On the third day of our vacation we visited the Ancient City of Troy. This was an all day event. We spent 5 hours in the car driving through Turkish villages brimming with character and giant, craggy mountains before we landed at our destination. The drive was absolutely beautiful; the shimmering sea, the majestic mountains, green, lush fields. After hours and hours of driving, we were very eager to stretch our legs and explore the ruins of Troy. My history lovin' husband was on cloud nine.
We explored the ruins of this once glorious city dating back thousands of years. We saw walls and towers still in tact from the Trojan War. We saw the remnants of homes, a theater, the citadel, a well, bridges, and walkways. At the top of the hill, Dan pointed out the fields below us where the fighting during the Trojan Wars took place. The farm fields about a quarter of a mile from the city used to be covered by the Aegean Sea but have been filled in over the course of thousands of years. Because of this, we found little seashells scattered throughout the ruins of Troy. The natural beauty that surrounded the ruins made our hike even more enjoyable. It was about 65 degrees outside and felt like a perfect Fall day (even though it was just days before Christmas). The sun was beginning to set, which painted lavender and pink hues across the sky. We were surrounded by farm fields and nature, which made the whole atmosphere quiet and serene.
On our way home, we drove through a tiny, quaint village near Troy. We saw roosters and donkeys, little boys playing soccer in the street, and old men drinking Turkish tea. I hopped out of the car at a little produce stand to buy some delicious bananas for the trip home. Then we started our 5 hour drive back to the hotel.
One of the challenges we found while driving through Turkey is that there are no drive-thru's. There are many little kabob stops in local villages, but nothing quick and easy when you have a long day of driving and can't afford the time to sit down at a restaurant. We ended up eating granola bars for lunch many days. After several hours of driving on our journey home, we spotted something familiar...a Burger King at a Turkish mall. Since we had a light lunch and skipped dinner, we were eager to make a quick stop at this familiar spot.
As we walked into the Burger King, we quickly remembered that we were still in Turkey...and the employees didn't speak English. We went through our routine of "survival communication" which consists of charades, pointing, and a couple of key Turkish words that we have learned. We felt that we had successfully communicated our order of 2 burgers, 2 fries, 2 Cokes and a happy meal. Phew! The Burger King employee then asked us a question in Turkish. No idea. We did our usual smiles and sheepish "I don't know" nods. He then made a gesture as if he was holding a handle and said "Bucket?". Ah, yes. Bucket. Yes, we would like our food "to go". Thank you.

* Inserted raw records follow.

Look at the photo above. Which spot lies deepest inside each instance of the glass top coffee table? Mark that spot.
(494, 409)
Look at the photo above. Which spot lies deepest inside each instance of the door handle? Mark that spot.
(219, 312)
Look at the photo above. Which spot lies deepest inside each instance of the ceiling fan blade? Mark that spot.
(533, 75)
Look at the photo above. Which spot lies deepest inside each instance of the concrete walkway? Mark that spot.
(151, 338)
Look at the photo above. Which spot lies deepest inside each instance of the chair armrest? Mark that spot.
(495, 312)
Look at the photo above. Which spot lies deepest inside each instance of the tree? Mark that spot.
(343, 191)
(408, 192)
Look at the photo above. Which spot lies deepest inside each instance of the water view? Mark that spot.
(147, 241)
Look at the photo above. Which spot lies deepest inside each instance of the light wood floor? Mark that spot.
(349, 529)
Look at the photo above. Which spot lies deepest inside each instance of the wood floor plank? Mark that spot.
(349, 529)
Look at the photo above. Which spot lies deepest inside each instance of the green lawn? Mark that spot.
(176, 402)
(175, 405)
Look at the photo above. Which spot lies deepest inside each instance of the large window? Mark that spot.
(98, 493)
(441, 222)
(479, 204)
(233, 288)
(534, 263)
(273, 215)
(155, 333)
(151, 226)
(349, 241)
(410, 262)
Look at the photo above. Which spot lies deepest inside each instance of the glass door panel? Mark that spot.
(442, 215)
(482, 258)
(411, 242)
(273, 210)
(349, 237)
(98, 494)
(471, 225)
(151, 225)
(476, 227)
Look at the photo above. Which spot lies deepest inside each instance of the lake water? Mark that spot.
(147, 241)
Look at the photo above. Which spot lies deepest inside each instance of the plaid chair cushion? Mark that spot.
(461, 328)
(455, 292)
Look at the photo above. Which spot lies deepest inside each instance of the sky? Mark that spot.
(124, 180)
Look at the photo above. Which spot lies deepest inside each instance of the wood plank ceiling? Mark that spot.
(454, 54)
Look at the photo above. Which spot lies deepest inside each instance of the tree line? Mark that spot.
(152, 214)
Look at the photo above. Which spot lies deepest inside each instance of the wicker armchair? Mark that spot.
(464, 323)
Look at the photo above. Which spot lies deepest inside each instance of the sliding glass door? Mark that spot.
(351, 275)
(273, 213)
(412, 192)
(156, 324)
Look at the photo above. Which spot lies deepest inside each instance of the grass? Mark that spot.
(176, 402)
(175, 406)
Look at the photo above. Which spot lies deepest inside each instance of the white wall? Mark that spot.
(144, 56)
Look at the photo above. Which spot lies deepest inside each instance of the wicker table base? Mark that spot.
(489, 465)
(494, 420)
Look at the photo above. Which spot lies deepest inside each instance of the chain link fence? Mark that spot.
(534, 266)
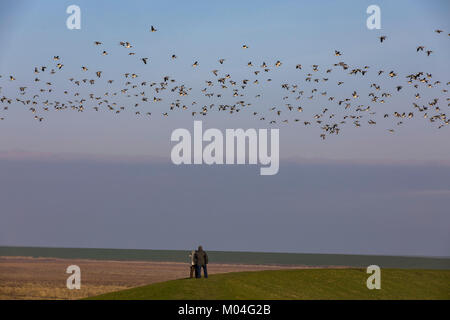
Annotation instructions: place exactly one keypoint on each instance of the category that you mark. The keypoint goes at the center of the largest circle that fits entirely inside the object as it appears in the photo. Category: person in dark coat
(201, 260)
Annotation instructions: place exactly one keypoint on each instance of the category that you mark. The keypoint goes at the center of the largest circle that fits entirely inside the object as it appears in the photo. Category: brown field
(45, 278)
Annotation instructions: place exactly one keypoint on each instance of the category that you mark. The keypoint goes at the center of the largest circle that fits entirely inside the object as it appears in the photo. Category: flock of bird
(328, 112)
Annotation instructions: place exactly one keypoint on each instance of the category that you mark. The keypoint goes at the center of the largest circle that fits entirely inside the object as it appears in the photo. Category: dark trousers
(199, 271)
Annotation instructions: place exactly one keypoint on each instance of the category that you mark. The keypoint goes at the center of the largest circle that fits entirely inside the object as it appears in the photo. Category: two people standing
(199, 260)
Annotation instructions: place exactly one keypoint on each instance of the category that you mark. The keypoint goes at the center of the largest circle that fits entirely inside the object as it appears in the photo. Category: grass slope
(297, 284)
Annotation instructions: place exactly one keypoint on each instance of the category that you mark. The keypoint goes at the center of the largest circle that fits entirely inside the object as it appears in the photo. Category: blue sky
(305, 32)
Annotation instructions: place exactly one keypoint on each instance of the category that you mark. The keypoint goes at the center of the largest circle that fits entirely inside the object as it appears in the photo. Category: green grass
(297, 284)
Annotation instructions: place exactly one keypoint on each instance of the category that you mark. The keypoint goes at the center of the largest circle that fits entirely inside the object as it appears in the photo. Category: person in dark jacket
(201, 260)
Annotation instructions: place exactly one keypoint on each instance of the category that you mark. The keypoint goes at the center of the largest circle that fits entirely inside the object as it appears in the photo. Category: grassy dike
(297, 284)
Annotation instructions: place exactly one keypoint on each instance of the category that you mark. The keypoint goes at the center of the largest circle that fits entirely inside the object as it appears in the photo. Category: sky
(97, 179)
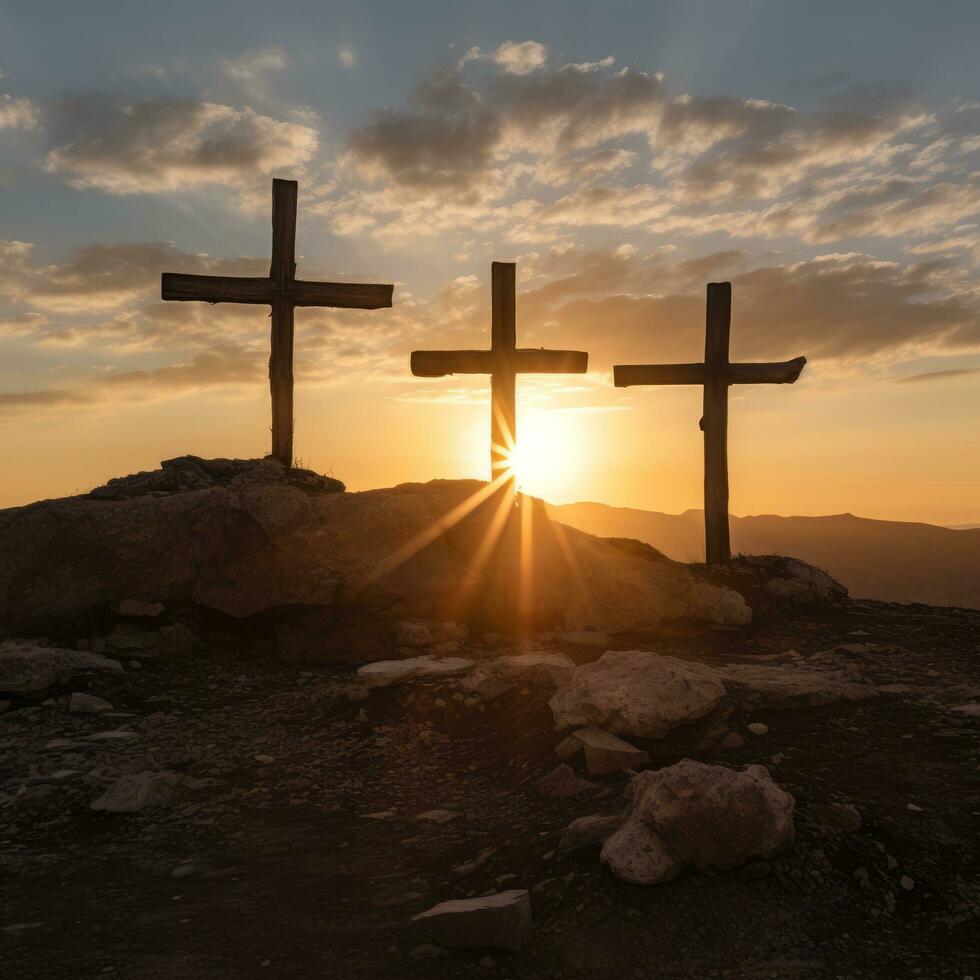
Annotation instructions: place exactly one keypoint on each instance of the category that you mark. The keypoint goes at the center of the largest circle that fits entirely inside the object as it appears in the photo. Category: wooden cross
(283, 292)
(716, 374)
(503, 362)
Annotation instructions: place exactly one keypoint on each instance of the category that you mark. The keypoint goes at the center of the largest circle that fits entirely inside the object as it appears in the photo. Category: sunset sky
(824, 157)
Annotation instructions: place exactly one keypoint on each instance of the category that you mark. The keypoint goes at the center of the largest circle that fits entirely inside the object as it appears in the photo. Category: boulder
(591, 829)
(137, 791)
(501, 921)
(634, 692)
(710, 817)
(794, 684)
(538, 669)
(136, 608)
(87, 704)
(247, 537)
(604, 752)
(26, 668)
(562, 782)
(383, 673)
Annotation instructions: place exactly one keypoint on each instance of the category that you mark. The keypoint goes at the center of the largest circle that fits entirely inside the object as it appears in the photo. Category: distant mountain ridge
(893, 561)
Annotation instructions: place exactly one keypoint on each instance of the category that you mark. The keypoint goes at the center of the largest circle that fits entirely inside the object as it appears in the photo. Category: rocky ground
(304, 820)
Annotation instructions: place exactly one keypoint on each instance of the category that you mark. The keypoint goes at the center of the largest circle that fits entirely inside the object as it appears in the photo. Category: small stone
(427, 951)
(136, 607)
(438, 816)
(592, 829)
(754, 871)
(562, 782)
(137, 792)
(835, 818)
(604, 752)
(116, 735)
(501, 921)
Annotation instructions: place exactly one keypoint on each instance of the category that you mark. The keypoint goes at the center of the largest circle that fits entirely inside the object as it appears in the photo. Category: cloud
(520, 58)
(631, 308)
(940, 375)
(253, 66)
(19, 113)
(170, 144)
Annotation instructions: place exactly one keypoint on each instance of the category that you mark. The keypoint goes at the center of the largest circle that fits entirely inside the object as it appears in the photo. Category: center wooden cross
(503, 362)
(283, 292)
(716, 374)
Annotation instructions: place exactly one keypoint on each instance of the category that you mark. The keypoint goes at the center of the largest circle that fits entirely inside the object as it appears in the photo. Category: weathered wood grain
(503, 362)
(283, 292)
(716, 373)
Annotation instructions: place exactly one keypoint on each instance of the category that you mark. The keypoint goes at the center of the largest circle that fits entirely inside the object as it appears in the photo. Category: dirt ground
(293, 848)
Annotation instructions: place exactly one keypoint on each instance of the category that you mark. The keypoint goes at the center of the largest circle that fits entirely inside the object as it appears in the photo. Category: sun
(547, 459)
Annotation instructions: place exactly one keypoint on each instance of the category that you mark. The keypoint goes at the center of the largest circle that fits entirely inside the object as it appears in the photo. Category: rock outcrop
(634, 692)
(27, 669)
(695, 814)
(501, 921)
(246, 537)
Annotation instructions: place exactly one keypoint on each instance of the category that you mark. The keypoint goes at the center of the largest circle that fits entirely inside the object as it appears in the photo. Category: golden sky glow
(616, 170)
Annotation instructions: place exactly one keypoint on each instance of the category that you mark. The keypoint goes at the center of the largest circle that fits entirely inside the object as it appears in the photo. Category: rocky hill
(611, 766)
(893, 561)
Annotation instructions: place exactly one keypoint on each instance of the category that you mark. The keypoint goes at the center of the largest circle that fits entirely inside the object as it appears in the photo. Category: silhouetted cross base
(503, 362)
(716, 374)
(283, 292)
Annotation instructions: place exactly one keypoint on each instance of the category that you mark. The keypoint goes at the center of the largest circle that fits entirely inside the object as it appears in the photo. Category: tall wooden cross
(283, 292)
(503, 362)
(716, 374)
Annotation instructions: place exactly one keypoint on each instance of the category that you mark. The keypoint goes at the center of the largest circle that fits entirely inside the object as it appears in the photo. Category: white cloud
(253, 65)
(18, 113)
(520, 57)
(167, 144)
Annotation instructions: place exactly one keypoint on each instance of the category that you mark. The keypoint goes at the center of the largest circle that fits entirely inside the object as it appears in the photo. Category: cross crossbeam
(503, 362)
(716, 373)
(282, 291)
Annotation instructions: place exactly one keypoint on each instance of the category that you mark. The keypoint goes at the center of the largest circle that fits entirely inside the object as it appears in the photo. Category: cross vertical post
(283, 292)
(503, 362)
(282, 272)
(716, 373)
(503, 380)
(714, 422)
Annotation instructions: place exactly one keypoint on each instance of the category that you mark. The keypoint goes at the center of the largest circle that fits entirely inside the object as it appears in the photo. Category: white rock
(87, 704)
(137, 792)
(633, 692)
(26, 668)
(584, 641)
(413, 633)
(384, 673)
(708, 816)
(538, 669)
(501, 921)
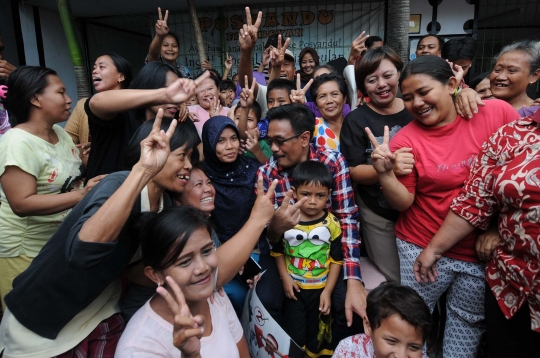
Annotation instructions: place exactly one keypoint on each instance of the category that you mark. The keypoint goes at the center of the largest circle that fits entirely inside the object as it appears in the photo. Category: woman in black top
(377, 77)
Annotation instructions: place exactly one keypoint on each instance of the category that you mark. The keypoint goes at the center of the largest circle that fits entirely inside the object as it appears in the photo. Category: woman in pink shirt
(444, 146)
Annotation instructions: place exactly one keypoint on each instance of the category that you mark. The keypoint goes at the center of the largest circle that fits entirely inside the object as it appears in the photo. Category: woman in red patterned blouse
(504, 184)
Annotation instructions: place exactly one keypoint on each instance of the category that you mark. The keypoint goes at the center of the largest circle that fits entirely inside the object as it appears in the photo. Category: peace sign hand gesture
(299, 94)
(247, 96)
(277, 55)
(382, 158)
(161, 25)
(228, 62)
(155, 148)
(248, 32)
(187, 330)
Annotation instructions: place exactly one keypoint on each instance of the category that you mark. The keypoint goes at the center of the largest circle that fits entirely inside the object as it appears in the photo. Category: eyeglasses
(280, 142)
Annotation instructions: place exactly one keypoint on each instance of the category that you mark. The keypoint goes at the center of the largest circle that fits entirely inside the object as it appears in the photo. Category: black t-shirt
(68, 274)
(356, 147)
(109, 139)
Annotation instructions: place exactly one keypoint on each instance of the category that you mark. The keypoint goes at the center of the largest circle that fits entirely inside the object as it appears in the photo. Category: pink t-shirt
(358, 346)
(204, 116)
(443, 156)
(149, 335)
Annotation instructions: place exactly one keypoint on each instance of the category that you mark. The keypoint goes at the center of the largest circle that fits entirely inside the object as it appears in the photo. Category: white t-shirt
(149, 335)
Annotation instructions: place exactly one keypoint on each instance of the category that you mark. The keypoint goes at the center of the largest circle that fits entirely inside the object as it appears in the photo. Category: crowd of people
(125, 233)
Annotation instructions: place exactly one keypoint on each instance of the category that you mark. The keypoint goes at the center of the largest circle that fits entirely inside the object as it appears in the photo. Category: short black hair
(433, 66)
(164, 235)
(389, 299)
(301, 118)
(328, 77)
(255, 107)
(462, 48)
(23, 83)
(311, 172)
(439, 39)
(476, 81)
(122, 66)
(227, 84)
(184, 134)
(279, 83)
(371, 40)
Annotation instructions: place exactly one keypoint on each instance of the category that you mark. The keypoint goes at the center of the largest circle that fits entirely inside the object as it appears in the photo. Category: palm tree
(83, 86)
(397, 24)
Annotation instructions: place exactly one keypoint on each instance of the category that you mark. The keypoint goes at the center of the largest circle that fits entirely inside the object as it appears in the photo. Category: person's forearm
(395, 193)
(282, 268)
(107, 105)
(41, 205)
(275, 73)
(453, 230)
(154, 51)
(333, 276)
(242, 122)
(234, 253)
(364, 174)
(105, 225)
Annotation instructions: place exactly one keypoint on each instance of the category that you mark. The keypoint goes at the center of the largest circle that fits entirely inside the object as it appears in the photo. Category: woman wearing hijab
(233, 177)
(309, 60)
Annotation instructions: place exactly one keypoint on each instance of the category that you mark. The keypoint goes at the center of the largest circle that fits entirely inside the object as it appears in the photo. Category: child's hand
(299, 94)
(325, 301)
(289, 286)
(247, 95)
(252, 142)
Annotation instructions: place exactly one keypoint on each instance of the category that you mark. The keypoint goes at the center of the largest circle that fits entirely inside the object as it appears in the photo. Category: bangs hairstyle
(310, 172)
(299, 116)
(371, 61)
(389, 299)
(164, 235)
(255, 107)
(279, 83)
(184, 134)
(328, 77)
(433, 66)
(122, 66)
(23, 84)
(531, 50)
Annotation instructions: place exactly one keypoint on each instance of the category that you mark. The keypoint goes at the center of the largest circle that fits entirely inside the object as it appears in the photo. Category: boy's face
(317, 197)
(252, 120)
(278, 97)
(395, 338)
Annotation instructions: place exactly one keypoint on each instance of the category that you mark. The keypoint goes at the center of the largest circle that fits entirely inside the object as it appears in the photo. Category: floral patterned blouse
(505, 180)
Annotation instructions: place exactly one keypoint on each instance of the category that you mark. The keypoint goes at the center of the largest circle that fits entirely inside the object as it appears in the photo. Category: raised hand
(263, 209)
(299, 94)
(249, 32)
(277, 55)
(357, 48)
(155, 148)
(161, 25)
(228, 62)
(215, 107)
(381, 157)
(183, 89)
(247, 96)
(187, 330)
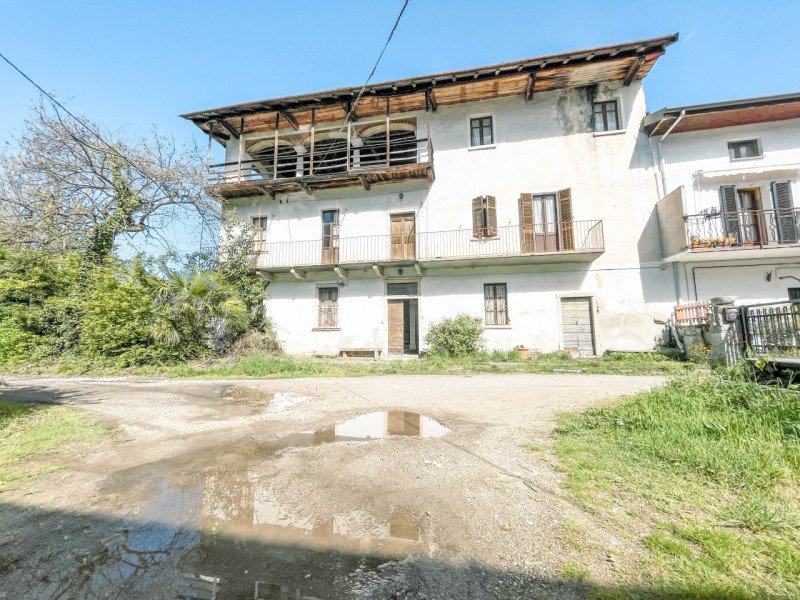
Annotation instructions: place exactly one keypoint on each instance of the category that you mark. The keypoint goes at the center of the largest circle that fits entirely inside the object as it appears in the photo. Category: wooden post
(347, 158)
(241, 149)
(387, 132)
(313, 127)
(275, 154)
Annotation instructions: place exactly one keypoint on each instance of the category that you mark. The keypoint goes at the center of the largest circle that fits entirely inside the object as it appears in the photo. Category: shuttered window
(606, 115)
(328, 311)
(480, 131)
(484, 217)
(785, 213)
(495, 303)
(744, 149)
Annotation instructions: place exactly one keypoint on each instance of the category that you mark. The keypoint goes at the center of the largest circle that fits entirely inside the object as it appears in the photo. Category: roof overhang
(699, 117)
(626, 62)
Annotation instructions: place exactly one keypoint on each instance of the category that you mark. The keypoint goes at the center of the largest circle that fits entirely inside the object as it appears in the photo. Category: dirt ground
(375, 487)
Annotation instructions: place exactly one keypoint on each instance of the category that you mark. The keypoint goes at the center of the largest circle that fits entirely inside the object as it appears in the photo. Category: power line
(375, 66)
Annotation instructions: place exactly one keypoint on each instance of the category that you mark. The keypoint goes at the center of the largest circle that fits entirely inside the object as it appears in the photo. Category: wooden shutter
(491, 216)
(730, 212)
(565, 220)
(784, 212)
(526, 222)
(478, 225)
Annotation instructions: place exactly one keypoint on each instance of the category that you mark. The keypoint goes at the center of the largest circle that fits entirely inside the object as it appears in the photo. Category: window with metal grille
(481, 132)
(744, 149)
(328, 311)
(606, 115)
(405, 288)
(495, 303)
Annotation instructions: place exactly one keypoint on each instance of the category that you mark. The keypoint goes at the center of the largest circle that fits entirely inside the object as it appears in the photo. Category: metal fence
(773, 326)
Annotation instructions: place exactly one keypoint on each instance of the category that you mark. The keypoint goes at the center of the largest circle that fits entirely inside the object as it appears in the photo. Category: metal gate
(772, 326)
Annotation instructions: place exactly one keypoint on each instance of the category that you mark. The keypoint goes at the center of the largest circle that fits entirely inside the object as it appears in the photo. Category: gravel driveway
(373, 487)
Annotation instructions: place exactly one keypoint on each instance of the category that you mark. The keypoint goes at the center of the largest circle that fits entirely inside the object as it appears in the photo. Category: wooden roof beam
(290, 119)
(529, 87)
(633, 70)
(430, 100)
(228, 127)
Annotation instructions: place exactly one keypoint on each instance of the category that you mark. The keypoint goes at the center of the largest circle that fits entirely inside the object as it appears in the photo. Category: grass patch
(710, 466)
(28, 432)
(262, 365)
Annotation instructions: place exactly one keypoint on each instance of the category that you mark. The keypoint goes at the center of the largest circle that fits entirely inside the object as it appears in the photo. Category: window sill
(746, 158)
(613, 132)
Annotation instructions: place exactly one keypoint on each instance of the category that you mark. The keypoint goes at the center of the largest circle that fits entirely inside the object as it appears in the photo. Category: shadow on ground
(53, 554)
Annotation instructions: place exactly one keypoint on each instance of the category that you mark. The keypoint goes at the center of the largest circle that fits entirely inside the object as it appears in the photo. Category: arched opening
(330, 155)
(402, 148)
(264, 154)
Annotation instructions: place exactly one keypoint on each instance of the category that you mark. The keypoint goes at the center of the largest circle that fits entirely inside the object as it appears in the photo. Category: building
(521, 193)
(728, 173)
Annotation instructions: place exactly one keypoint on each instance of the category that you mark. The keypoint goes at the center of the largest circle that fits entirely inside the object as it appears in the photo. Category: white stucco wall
(699, 161)
(540, 146)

Dan handed the man some Turkish Lira and the man handed us an unusually large amount of brown Burger King bags. When we left the restaraunt Dan commented, "Wow! That was an expensive Burger King! Our meal cost 40 TL (which is almost 30 dollars)!" We peered into our 3 large bags to find 5 Cokes, 5 cheeseburgers, and 5 orders of fries. I guess we'll never know if our Burger King friends thought it'd be a funny joke or if we're really that bad at communicating in a foreign country. Either way, it was definitely a memorable language barrier experience. And we had all of the fast food our American hearts desired.